O.J. Simpson had a complicated relationship to his blackness—in reductive terms, he tried to basically escape it—but there’s so much more context of that thread provided here than there was in The People vs. O.J. Simpson (which, title aside, was really about Marcia Clark, Chris Darden, and Johnnie Cochran, three incredible characters from the trial who are no less fascinating here). And Made in America goes well beyond the 1995 trial and verdict, to follow what happened to O.J. afterwards—which was equally as weird.

This is an astonishing piece of television, or film, or whatever you want to call it (even before it was widely released, Slate included it on their Black Film Canon of 50 essential works from black directors).

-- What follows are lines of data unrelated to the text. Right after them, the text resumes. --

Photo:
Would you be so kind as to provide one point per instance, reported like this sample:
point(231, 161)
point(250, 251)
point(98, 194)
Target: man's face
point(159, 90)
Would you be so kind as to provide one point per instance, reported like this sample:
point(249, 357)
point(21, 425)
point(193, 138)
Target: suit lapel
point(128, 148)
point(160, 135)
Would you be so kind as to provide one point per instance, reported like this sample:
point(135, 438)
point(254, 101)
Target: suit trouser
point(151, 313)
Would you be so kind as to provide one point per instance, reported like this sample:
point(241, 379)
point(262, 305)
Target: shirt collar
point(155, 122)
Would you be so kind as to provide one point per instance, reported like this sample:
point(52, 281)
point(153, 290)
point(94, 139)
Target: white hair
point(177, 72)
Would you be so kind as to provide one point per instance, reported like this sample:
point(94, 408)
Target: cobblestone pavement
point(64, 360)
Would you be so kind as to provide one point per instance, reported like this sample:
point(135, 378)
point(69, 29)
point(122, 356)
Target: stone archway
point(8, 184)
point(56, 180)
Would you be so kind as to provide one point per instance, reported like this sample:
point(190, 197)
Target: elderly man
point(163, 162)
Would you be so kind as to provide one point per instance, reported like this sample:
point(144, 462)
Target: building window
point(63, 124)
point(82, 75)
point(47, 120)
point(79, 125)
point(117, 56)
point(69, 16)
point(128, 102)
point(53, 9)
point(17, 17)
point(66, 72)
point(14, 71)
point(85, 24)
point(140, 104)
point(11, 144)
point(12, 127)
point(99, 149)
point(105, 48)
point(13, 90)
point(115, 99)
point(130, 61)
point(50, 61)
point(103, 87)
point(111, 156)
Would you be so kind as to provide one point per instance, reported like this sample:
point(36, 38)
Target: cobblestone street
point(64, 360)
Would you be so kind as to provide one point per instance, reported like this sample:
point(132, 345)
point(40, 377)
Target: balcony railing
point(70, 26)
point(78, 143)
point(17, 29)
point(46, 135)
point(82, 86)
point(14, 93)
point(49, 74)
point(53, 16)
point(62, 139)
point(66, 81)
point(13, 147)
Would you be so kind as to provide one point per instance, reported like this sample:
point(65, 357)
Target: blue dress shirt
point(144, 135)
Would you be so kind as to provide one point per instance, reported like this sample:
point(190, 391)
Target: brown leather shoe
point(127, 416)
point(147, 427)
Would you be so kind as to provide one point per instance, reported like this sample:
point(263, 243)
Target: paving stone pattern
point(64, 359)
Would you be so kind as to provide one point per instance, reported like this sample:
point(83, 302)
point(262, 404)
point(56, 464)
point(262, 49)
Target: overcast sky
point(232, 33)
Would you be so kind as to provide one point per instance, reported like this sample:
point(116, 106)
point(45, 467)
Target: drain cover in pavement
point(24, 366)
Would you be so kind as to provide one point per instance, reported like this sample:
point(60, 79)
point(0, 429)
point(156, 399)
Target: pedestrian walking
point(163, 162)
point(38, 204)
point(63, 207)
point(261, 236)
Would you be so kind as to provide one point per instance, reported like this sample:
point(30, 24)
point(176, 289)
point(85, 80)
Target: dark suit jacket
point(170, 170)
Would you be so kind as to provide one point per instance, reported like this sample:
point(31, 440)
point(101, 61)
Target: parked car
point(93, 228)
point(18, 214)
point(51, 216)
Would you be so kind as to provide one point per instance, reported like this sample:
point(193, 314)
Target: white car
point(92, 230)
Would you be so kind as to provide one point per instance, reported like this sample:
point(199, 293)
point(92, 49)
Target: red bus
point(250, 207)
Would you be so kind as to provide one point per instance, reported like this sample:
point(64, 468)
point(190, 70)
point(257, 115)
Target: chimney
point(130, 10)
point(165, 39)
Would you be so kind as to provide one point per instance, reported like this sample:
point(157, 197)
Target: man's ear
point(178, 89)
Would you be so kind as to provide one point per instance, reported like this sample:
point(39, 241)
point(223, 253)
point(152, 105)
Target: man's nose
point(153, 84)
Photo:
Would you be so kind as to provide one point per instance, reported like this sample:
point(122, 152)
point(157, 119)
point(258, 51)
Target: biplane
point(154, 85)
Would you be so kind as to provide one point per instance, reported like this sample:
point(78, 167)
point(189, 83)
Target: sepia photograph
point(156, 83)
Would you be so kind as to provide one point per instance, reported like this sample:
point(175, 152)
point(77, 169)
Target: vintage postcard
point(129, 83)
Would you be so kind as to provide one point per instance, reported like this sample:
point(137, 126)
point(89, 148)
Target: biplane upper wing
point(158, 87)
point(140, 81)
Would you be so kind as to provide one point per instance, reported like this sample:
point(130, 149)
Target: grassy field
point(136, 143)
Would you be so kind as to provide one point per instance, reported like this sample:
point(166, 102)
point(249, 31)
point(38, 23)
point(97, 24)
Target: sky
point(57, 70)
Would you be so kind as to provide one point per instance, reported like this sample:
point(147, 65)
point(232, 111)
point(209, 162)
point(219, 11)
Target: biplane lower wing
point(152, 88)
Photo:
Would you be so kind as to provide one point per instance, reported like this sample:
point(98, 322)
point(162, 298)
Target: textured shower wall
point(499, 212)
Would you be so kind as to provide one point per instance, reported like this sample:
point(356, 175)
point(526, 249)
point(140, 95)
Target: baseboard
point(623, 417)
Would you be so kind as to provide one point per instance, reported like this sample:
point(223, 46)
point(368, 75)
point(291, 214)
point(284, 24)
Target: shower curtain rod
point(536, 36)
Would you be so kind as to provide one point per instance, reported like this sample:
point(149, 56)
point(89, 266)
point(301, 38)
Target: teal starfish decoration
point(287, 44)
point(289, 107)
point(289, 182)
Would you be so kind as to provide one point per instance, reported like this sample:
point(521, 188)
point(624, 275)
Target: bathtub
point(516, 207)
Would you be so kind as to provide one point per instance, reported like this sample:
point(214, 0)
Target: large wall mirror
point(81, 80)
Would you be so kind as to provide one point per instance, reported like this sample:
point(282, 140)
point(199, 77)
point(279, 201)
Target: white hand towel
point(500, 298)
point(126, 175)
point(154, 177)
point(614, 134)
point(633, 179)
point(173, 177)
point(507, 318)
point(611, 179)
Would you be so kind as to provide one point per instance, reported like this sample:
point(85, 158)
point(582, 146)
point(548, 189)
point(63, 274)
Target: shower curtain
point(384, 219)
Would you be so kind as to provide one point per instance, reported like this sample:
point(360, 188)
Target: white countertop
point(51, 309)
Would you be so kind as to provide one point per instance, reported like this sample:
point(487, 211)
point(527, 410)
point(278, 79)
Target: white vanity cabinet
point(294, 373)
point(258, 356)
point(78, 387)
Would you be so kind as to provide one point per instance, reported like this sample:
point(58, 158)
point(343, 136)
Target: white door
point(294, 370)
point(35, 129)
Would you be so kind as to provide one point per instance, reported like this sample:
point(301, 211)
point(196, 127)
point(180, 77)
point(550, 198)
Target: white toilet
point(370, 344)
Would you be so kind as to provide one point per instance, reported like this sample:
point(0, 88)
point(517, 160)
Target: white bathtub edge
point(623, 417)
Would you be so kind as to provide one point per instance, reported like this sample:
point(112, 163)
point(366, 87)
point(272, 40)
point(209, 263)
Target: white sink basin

Although the primary events happened over two decades ago, it feels as vital and real and essential as anything happening today, speaking to not only race issues in America but raising crucial questions about sexual violence, our judicial institution, and our society's damaging preoccupation with cult of personality. It’s one of the most heartbreaking, baffling, fascinating things I’ve ever watched. No excuses—you gotta see it.